Review: Blue Valentine
Although at its core Blue Valentine is actually quite a depressing film, it’s tinged with realism and it’s so addictive – anyone who watches it will no doubt re-visit it over and over again.
Director Derek Cianfrance brings such compassion and beauty to the screen – mainly by the clever on-screen positioning of the central characters. Their love story is brutally examined for all to see.
Blue Valentine centres around a modern day couple, Dean and Cindy, and explores their courtship and subsequent marriage. With scenes flickering between the past and present, the film focuses on the experience of falling in love and the tragedy of falling out of it.
Dean is in his early twenties and working for a removal company when he bumps into Cindy – an aspiring medical student. The pair quickly fall in love and begin a relationship. Cindy’s past with high-school jock Bobby catches up with them though and she finds out she is pregnant. Loyal Dean declares his love for Cindy and promises to stay by her side. The couple end up marrying and it’s their struggling marriage (6 years later) that we see as the present day.
The flashback scenes are intricate and the performances from both Ryan Gosling (Dean) and Michelle Williams (Cindy) are outstanding. Stand out scenes include their first date where Dean serenades Cindy with a Ukulele and his rendition of You Always Hurt The One You Love (this is so poignant and is undeniably linked to their present). The bus ride scene where Dean suggests they ‘become a family’ is also beautiful to watch – we defy any cynic that says they are not affected by their emotional performance and youthful optimism.
Flash forward to the present day and things are harshly different. Dean is sporting a receding hair line and is contently plodding along in a painting and decorating job. Cindy, stifled by her marriage, is working as a nurse but can’t help wanting to progress to the next level – something that her marriage seems to be in the way of.
It’s so evident that Gosling and Williams spent a month living together before the making of this movie. Their arguments are so real – everything about them screams married couple.

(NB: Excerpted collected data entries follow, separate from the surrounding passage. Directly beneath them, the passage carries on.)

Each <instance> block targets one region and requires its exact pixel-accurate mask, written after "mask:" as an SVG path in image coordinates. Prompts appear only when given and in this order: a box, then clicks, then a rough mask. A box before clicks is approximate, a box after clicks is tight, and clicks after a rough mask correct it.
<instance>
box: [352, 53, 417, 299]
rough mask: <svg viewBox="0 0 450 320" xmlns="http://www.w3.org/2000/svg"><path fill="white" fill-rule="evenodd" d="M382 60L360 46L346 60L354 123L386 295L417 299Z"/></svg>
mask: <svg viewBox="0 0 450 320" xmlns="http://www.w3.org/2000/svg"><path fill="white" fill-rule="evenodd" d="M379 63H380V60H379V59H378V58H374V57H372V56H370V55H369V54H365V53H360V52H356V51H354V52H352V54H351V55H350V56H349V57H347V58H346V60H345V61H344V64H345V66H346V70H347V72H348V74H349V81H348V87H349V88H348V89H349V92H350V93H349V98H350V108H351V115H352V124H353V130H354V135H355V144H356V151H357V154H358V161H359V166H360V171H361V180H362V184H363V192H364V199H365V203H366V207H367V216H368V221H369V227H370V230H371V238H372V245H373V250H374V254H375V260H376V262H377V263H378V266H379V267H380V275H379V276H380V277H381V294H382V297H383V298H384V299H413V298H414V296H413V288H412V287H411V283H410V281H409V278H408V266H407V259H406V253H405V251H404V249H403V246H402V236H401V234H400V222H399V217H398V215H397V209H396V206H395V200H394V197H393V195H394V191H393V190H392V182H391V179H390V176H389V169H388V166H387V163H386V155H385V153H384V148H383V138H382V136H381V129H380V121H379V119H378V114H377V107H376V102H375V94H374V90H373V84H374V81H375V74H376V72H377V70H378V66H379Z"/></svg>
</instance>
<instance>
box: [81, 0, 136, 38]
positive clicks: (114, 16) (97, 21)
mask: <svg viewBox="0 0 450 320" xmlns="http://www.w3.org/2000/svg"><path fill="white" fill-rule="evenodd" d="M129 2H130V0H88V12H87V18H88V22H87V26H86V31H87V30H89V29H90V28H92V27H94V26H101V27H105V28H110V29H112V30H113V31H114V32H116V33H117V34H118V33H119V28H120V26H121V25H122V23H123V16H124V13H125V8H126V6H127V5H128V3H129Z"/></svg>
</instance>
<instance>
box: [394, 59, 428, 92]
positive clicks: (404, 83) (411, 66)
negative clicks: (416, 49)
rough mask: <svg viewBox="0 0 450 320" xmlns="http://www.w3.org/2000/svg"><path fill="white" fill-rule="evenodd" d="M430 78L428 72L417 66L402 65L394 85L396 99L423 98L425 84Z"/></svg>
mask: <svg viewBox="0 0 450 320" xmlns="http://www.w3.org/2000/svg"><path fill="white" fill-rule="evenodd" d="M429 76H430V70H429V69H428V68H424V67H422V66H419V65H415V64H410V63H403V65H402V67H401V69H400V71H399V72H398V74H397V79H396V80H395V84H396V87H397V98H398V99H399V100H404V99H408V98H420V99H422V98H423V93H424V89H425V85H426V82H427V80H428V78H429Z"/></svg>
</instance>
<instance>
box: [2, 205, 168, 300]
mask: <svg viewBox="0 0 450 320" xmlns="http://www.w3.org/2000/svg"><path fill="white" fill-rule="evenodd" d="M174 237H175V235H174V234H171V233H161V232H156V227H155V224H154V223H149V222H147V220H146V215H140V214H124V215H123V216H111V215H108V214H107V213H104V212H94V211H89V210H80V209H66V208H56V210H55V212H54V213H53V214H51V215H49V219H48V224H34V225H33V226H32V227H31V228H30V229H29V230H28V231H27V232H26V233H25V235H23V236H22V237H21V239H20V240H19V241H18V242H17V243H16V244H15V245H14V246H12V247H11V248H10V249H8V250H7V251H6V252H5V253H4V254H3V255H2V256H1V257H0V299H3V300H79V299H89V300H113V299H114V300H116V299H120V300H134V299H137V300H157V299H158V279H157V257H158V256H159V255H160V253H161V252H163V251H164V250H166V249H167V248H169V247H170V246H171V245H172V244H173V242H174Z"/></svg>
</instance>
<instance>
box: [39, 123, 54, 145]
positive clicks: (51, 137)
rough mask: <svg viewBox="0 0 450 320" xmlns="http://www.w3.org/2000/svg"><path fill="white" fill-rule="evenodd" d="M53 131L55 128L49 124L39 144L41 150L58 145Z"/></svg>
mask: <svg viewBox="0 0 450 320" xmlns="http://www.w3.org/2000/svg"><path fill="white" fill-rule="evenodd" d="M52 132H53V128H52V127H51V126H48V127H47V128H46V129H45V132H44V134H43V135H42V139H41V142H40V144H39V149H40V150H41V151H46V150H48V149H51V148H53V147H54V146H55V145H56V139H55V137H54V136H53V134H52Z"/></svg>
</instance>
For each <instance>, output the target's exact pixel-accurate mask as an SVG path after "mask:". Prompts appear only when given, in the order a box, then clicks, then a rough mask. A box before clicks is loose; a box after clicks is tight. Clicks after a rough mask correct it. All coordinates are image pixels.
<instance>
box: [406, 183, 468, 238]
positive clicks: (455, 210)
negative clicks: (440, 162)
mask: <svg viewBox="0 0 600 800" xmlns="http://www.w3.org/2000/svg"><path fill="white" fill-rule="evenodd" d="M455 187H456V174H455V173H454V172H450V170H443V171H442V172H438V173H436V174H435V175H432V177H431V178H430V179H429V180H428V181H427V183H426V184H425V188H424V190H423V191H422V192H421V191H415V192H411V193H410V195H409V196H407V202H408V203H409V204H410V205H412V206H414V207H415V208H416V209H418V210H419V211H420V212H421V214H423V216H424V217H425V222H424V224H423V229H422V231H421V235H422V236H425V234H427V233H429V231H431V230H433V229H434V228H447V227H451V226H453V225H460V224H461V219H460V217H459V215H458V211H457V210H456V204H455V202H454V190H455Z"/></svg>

Although the flashback scenes fill you with hope for the couple, the relationship seems doomed. Both Dean and Cindy come from dysfunctional families and the cracks in their relationship are always on show. Dean is happy to stay in his dead-end job and is frustrated with Cindy’s nagging; Cindy can’t stop nagging at Dean’s lack of enthusiasm and waste of potential.
If you’re one of those people that looks for a significant message to a film you might be disappointed with Blue Valentine. Their really isn’t much of a moral – it’s more an exploration of human relationships and how love can blossom and, sadly, how it can dissolve.
If you don’t strain too much on the message and just enjoy the story and the characters then Blue Valentine will no doubt make it into your DVD collection.